Redis beats memcached the moment you need more than a bunch of blobs.

E.g. our in-house capacity monitoring uses Redis for a ~1 hour time series view of our systems. We don't care about data loss - the odds of losing the data within an hour of an outage we need to care about is small enough to be justified and if that ever becomes a concern we can run two and split our updates between them. For long term storage, we migrate rolled up data to couchdb at the moment (doesn't matter what - we could use anything really; it's rarely queried and basically to let us get an occasional longer historical view to budget for resources etc).

We don't particularly care about integrity as long as it's "right most of the time" because the data gets constantly corrected, and precision in the averaged longer term numbers is not particularly important either (I want to be able to project when we run out of disk, for example - I don't care if disk usage is at 96% or 98%, as both are way too close for comfort).

Yet memcached is less attractive because it means far more book-keeping in the app. With Redis we encode part of the information in the keys (keys indicate which level of roll-up the data is at, the name of the data item, and the starting timestamp of the period the data is for) in a way that lets us easily retrieve a list of keys to do the roll-up. With Redis' Lua support we could probably do even more of the roll-up process in Redis itself, but I haven't looked at that yet.

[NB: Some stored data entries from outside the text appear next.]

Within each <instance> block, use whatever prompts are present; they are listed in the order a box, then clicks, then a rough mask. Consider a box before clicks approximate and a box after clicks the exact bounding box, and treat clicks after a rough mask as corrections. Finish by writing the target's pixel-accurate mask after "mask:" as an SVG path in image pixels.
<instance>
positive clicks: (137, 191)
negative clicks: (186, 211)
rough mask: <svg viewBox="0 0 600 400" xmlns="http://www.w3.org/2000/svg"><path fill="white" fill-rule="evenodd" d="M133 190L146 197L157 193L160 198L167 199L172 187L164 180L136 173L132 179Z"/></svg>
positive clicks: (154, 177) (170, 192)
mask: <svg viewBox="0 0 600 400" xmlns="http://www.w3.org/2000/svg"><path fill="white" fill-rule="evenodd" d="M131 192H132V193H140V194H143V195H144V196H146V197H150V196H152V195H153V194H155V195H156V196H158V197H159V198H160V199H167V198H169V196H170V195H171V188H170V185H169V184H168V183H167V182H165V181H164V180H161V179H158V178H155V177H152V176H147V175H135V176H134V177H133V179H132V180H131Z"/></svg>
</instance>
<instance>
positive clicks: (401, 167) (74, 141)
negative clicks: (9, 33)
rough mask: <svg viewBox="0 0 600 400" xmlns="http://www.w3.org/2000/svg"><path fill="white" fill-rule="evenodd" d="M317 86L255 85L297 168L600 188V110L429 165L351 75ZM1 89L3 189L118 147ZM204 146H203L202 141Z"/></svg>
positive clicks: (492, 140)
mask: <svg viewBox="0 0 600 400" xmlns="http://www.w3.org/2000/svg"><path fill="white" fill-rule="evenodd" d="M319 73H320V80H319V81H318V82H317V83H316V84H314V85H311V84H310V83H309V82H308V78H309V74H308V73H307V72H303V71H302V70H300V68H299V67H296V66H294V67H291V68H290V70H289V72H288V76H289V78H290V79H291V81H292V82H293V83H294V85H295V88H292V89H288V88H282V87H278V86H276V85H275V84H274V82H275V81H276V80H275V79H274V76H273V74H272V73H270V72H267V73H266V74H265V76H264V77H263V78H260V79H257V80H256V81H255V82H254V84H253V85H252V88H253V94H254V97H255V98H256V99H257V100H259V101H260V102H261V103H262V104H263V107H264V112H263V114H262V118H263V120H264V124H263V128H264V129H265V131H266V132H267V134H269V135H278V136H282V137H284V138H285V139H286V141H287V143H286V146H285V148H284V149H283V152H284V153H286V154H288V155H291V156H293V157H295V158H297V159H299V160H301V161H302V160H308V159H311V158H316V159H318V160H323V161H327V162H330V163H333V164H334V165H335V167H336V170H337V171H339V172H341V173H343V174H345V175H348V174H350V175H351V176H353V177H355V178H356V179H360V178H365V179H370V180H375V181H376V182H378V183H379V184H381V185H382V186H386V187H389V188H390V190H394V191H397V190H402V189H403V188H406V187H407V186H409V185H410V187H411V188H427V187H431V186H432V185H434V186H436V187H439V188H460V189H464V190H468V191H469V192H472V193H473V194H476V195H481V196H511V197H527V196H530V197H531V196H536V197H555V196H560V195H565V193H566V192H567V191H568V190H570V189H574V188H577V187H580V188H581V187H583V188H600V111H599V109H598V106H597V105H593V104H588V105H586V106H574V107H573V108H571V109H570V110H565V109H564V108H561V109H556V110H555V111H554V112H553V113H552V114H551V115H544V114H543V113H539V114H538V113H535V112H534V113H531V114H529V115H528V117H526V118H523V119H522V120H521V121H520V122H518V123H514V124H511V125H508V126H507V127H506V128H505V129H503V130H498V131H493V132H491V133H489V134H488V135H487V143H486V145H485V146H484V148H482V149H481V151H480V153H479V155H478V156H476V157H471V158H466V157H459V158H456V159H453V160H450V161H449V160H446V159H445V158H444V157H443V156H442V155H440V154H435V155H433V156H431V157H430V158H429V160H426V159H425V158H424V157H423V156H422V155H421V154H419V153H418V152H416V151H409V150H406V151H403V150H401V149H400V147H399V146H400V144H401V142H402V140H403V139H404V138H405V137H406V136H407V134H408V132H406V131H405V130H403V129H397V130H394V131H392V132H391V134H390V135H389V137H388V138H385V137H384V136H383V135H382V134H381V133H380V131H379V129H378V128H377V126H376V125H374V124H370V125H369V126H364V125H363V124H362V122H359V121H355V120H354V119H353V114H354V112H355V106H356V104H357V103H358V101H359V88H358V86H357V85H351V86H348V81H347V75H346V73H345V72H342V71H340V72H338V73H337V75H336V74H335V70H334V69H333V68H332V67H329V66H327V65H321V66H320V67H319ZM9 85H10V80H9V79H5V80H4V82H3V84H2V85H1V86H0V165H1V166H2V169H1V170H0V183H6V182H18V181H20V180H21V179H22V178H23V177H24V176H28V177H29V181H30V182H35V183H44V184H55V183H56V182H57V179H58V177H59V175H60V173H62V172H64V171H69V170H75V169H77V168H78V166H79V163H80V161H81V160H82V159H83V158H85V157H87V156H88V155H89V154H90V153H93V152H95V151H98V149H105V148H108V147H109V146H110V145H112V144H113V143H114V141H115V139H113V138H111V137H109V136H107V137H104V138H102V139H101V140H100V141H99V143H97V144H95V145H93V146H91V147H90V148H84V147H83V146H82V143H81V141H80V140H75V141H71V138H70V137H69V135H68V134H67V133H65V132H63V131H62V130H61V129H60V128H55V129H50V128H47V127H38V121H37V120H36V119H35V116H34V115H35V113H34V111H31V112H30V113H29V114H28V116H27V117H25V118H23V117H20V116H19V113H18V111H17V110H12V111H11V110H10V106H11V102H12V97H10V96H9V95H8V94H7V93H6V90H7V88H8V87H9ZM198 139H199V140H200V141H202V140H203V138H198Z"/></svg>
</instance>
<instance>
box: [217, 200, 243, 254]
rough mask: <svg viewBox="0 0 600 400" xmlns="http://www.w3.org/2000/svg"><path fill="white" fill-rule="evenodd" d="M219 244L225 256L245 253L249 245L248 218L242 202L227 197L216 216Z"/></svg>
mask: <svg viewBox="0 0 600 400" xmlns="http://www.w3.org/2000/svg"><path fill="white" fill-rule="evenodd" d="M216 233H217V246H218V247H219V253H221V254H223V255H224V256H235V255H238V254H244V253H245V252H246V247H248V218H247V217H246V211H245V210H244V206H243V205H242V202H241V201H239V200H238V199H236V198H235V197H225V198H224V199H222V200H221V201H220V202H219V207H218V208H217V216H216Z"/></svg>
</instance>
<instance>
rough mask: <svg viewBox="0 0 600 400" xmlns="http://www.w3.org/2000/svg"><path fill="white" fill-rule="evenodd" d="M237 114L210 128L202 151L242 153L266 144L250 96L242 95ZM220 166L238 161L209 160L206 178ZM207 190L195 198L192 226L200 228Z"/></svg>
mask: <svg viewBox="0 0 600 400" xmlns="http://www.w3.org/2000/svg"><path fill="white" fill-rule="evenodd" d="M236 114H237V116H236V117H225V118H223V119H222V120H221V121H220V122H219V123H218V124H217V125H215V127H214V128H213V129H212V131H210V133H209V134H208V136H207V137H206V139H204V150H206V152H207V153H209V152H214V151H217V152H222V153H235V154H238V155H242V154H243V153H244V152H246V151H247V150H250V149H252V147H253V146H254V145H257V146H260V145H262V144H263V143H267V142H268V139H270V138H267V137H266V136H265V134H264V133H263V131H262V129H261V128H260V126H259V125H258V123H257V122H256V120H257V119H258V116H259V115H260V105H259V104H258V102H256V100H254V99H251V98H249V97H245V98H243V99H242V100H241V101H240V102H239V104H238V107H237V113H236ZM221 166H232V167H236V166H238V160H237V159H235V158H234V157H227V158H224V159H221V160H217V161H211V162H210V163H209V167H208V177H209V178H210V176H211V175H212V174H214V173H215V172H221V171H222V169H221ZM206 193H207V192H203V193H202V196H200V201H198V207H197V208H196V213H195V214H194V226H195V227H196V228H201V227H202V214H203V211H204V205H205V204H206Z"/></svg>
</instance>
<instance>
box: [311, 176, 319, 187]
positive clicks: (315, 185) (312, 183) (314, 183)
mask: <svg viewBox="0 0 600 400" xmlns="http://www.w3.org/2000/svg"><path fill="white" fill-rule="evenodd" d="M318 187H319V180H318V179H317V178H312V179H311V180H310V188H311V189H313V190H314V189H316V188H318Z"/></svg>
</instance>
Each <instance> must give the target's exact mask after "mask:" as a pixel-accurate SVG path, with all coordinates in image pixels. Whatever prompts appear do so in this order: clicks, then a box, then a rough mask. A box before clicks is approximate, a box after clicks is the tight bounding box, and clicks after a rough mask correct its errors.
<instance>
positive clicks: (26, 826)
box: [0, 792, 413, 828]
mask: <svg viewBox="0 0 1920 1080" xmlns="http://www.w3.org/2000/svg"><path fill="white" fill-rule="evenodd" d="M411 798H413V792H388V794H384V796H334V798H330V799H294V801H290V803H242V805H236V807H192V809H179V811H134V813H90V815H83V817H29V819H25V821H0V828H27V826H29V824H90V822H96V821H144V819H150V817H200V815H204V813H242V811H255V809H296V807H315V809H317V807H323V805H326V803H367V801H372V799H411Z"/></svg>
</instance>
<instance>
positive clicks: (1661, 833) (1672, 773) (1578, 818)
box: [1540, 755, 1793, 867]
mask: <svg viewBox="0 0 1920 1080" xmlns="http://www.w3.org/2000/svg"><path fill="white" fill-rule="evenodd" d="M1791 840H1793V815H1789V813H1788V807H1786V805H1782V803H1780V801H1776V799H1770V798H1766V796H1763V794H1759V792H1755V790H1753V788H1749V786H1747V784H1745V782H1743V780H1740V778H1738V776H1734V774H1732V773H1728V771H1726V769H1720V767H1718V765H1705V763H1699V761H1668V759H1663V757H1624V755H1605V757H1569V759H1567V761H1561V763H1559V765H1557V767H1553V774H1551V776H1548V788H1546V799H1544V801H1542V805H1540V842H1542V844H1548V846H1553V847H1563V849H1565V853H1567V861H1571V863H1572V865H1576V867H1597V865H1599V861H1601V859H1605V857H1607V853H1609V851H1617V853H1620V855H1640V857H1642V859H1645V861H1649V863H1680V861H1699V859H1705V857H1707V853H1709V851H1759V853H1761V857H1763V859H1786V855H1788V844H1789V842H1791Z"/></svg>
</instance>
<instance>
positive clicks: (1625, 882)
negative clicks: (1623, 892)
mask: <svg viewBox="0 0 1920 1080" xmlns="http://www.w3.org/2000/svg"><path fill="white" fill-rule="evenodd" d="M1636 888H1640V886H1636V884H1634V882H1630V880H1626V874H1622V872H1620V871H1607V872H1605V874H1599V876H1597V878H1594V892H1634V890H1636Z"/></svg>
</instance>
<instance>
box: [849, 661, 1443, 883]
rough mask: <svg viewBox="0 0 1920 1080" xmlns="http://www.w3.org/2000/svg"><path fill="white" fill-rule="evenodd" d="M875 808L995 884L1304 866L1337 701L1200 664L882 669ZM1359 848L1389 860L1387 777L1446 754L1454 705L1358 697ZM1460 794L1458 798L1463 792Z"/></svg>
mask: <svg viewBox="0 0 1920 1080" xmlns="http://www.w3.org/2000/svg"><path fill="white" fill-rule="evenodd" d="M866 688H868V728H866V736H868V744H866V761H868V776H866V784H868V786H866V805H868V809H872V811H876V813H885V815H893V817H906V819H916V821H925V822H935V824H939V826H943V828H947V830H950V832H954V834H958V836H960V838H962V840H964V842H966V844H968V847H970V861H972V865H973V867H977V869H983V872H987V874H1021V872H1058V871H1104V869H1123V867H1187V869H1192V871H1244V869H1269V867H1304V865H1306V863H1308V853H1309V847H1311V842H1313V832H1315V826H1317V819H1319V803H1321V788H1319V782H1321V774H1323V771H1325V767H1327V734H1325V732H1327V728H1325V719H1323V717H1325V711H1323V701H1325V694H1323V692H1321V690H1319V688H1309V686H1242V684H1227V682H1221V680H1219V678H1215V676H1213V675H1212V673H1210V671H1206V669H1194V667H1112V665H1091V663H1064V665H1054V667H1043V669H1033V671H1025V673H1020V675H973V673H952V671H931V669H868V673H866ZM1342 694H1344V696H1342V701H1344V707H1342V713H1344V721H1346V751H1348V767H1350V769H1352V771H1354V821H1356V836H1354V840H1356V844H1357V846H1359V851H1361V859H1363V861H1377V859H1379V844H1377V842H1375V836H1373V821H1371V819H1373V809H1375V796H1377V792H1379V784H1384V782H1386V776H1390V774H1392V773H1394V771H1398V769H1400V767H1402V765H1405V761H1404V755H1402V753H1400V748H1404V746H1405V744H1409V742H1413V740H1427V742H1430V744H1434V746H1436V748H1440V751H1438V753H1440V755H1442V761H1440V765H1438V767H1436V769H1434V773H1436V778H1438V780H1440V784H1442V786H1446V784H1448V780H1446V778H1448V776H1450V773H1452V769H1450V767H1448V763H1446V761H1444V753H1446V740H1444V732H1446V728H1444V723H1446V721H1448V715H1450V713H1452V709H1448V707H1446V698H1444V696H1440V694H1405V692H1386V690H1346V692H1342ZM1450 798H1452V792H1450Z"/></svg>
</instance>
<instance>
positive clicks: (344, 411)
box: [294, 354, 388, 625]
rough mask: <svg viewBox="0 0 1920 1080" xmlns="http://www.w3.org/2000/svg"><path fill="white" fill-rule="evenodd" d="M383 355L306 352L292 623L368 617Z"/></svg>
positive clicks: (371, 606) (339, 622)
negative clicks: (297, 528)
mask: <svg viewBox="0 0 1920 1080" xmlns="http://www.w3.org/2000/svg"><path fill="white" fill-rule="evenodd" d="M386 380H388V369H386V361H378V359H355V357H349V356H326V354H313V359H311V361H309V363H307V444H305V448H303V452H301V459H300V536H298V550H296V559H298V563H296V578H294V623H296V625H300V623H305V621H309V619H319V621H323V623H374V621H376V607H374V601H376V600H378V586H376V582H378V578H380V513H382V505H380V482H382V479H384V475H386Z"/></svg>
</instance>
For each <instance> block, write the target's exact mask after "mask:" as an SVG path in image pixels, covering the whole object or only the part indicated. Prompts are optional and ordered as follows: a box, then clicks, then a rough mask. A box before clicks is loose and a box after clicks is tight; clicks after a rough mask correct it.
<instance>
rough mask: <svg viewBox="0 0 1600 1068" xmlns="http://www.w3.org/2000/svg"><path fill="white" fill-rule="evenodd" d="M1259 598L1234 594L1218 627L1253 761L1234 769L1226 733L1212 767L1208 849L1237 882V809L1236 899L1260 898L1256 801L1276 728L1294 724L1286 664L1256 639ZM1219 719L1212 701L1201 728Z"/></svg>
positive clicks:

There are a lot of apps like this, where your data volume makes hitting disk annoying (this replaced a Graphite based system - Graphite was thoroughly trashing an expensive disk array and still regularly getting too slow to us; the Redis based system uses ~10% of a much slower machine) and where the cost of losing some time window worth of data is low enough not to matter because it just means a blip in a data stream that is rapidly obsoleting itself.